Com efeito, no momento em que, numa reviravolta histórica, a nação se propõe a legislar e garantir acesso a uma educação isenta de discriminações, os incendiários debates na Conferência Nacional de Educação fizeram pensar nos antigos filósofos em ácidas querelas a favor ou contra a escravidão, admissão ou não de que mulheres são humanas, opondo defensores do matrimônio e do amor às mulheres aos que defendiam o amor entre homens (a pederastia investida de excelência pedagógica, honras militares, etc.), como única forma nobre de amor (Foucault, 1999).
Esses debates remontam ao mundo helênico e seus objetos transformam-se nas diferentes épocas e culturas do Ocidente. A escravidão antiga difere da moderna na qual se transformou milhões de africanos em propriedades alienáveis (Haraway, 2004) com base na “raça”. Distinta também era a negação de que mulheres são humanas, embora daí advenha que a Revolução Francesa as exclua da cidadania numa Europa que se dividia em estados-nações, fazendo nascer o feminismo, luta política para que mulheres fossem reconhecidas como cidadãs, com direito ao voto, educação, divórcio, liberdade sexual, etc. (Badinter, 1987), até que o terror leva Goughes, uma líder do movimento à guilhotina, e fecha todas as associações de mulheres. (Stolcke, 2002).
A antiguidade alicerçou a pedagogia na pederastia, recobrindo-a de excelência pedagógica, honras militares, e divindades protetoras específicas, pois os antigos gregos sabiam, ou intuam que: As homossexualidades estiveram presentes no mundo de forma tão distintas quanto a própria organização cultural e moral na história das sociedades. (Prado e Machado, 2008). As ciências modernas passaram a condená-la, mas sem abrir mão da misoginia exacerbada dos filósofos defensores da pederastia que associaram a figura da mulher a todos os males. Na medicina moderna, do séc.XIX, o pederasta será nomeado homossexual e classificado como doente mental. O direito moderno torna homossexualidade crime crapuloso e fraude contra a procriação.
O pior, no entanto, é que o amor entre rapazes foi desqualificado pela pedagogia moderna que institui nas escolas novos controles sexuais, erigindo o casal heterossexual e a família burguesa como ideais da sociedade capitalista que florescia desde os saques coloniais e o tráfico negreiro ao qual poria fim, mantendo o racismo para “justificar” a escravidão no Novo Mundo, na medida em que o racismo tem como ponto de fixação o casal heterossexual “branco” (Stolcke, 1991; Haraway, 2004, Foucault, 1999).

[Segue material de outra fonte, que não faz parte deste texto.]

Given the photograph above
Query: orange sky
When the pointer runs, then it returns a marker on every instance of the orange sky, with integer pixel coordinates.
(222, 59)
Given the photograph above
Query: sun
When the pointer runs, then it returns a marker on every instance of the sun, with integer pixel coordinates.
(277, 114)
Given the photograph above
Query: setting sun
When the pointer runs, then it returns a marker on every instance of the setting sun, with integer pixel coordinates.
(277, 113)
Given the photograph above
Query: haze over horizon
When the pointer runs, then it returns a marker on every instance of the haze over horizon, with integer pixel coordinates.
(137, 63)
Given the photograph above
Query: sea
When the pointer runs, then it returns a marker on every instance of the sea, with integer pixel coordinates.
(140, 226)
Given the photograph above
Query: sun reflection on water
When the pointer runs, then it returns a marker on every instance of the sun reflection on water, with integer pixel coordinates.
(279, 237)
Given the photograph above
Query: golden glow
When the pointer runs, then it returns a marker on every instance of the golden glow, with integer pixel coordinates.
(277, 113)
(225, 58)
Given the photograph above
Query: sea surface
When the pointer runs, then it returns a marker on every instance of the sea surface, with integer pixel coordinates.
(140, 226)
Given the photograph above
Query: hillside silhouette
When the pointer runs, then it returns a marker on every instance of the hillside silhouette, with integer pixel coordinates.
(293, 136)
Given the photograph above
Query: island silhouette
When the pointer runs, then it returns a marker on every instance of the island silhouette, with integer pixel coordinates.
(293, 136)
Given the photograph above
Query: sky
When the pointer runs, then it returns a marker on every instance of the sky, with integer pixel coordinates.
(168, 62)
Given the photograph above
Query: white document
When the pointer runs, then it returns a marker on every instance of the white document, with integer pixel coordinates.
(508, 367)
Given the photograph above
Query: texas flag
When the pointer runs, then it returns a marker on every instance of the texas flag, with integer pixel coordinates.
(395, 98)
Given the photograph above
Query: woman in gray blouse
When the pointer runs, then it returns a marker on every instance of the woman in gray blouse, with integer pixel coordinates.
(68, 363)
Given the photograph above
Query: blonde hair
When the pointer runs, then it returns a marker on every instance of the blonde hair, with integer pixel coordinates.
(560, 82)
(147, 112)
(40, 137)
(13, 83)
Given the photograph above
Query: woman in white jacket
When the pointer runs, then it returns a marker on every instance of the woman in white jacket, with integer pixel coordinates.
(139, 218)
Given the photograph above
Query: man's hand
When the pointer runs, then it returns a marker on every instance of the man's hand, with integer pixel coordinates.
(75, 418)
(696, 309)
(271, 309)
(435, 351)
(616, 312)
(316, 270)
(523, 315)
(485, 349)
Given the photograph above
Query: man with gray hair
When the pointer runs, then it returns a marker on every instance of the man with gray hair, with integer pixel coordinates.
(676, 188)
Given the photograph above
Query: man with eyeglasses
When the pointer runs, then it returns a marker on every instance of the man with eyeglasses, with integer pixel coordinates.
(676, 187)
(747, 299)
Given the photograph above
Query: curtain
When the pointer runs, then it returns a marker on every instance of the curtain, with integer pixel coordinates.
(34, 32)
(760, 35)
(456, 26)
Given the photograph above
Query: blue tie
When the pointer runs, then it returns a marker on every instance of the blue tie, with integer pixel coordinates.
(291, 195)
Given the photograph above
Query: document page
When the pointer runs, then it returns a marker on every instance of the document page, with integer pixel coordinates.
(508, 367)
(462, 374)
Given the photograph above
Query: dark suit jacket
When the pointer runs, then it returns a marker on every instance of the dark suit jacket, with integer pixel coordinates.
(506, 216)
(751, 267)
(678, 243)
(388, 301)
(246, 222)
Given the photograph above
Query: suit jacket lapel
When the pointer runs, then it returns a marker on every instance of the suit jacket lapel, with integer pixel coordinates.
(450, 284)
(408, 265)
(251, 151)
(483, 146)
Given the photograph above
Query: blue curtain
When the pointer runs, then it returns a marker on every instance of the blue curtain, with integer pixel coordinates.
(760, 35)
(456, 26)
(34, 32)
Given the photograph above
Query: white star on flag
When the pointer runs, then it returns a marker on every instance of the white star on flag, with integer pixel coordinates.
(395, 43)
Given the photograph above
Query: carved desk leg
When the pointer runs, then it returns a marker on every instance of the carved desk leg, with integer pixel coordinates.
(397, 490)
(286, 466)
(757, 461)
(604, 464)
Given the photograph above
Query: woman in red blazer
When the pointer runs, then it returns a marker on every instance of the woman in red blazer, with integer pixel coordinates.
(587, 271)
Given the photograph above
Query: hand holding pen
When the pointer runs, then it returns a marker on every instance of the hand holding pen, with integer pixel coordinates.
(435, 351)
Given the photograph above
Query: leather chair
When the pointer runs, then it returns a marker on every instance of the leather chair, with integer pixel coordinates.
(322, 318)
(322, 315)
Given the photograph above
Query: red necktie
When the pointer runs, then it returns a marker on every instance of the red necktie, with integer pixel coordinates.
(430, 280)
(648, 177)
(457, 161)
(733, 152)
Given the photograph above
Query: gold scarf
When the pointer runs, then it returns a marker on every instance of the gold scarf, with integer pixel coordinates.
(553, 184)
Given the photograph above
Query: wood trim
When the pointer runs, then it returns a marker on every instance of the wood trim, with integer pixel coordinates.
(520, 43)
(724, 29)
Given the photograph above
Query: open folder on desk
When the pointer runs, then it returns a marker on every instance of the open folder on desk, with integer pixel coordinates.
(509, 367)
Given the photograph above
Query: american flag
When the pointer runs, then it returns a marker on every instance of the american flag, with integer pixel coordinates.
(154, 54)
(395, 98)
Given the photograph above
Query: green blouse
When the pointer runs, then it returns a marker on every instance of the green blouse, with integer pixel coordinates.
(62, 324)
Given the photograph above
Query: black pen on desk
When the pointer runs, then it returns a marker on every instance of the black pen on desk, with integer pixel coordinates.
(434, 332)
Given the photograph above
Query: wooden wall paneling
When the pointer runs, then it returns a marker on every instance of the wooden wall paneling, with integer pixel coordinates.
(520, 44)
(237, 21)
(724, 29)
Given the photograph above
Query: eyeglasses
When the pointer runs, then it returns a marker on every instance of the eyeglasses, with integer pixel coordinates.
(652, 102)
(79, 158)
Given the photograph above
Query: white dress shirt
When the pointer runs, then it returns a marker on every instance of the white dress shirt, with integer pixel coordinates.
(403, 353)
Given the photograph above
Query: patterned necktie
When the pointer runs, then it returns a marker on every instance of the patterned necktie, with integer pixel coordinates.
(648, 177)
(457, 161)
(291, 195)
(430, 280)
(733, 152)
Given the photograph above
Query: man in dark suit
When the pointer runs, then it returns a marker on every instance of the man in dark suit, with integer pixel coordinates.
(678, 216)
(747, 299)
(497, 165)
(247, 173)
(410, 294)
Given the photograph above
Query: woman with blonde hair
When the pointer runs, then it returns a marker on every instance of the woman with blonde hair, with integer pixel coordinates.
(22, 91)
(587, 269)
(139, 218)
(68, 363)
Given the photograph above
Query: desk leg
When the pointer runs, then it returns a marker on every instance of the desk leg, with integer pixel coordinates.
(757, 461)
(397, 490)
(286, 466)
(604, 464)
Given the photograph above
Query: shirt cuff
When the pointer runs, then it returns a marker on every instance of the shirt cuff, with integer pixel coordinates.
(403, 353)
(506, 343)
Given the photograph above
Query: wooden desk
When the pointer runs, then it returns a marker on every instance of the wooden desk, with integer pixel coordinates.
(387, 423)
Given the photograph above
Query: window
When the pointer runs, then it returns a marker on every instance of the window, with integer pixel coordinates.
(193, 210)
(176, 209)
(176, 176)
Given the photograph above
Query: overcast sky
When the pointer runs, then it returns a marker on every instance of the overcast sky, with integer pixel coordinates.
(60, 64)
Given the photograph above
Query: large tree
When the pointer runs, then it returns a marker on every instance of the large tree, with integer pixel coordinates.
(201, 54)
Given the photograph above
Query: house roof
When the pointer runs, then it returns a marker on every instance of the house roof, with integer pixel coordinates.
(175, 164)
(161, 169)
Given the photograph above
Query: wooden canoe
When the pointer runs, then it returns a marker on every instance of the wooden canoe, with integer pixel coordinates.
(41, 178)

Essas dinâmicas históricas e culturais incidem, entrecruzando-se, nas formas de conceber a Educação, da gestão das escolas aos conteúdos curriculares e às relações ensino-aprendizagem, impondo comportamentos socialmente admitidos ou condenados nas instituições de ensino, em todos os níveis. Por isto é que o primeiro “Sistema” educacional proposto para todo o Brasil, após 1920, adotou padrões higienistas (nazi-fascistas) que reeditavam a moral colonial, fonte das hierarquias econômicas, raciais e sexuais que tornam, em décadas, o país um campeão em desigualdades, exclusão social e escolar, o que só será amplamente questionado na última década do século XX.
2- DE HOMOFOBIA, RACISMO E SEXISMO: LUTAS QUE SE ENTRELAÇAM
O objeto central da nossa preocupação é a homofobia, o ódio aos homossexuais na educação ou, se preferirmos, o preconceito que os fere, ridiculariza, humilha, e desqualifica humanamente. Mas as mulheres vivem, e se afro-descendentes ainda mais profundamente, iguais sofrimentos, não raro extensivos aos seus descendentes. Isto se dá porque a brancura normativa da sociedade brasileira (Norvell, 2002) encontra na heterossexualidade normativa a garantia da sua reprodução.
Em decorrência, talvez não seja casual que nos estudos contemporâneos sobre as mulheres ou estudos feministas, cujo marco inaugural é a obra de Simone de Beauvoir, O Segundo Sexo (1949), a partir dos anos 60, se comece a desconstruir o pressuposto, dado como inquestionável, de que a heterossexualidade é a única expressão normal da sexualidade humana, posto que farto material etnográfico comprovava a inexistência de “identidades masculinas ou femininas fixas, imutáveis e transculturais” (Stolcke, 1991). Pari passu, o feminismo convulsionava os costumes, a produção das diversas ciências, e as lutas políticas, porque diversas vias teóricas conduzem a concluir que a heterossexualidade é a base da opressão das mulheres (Haraway, 2004).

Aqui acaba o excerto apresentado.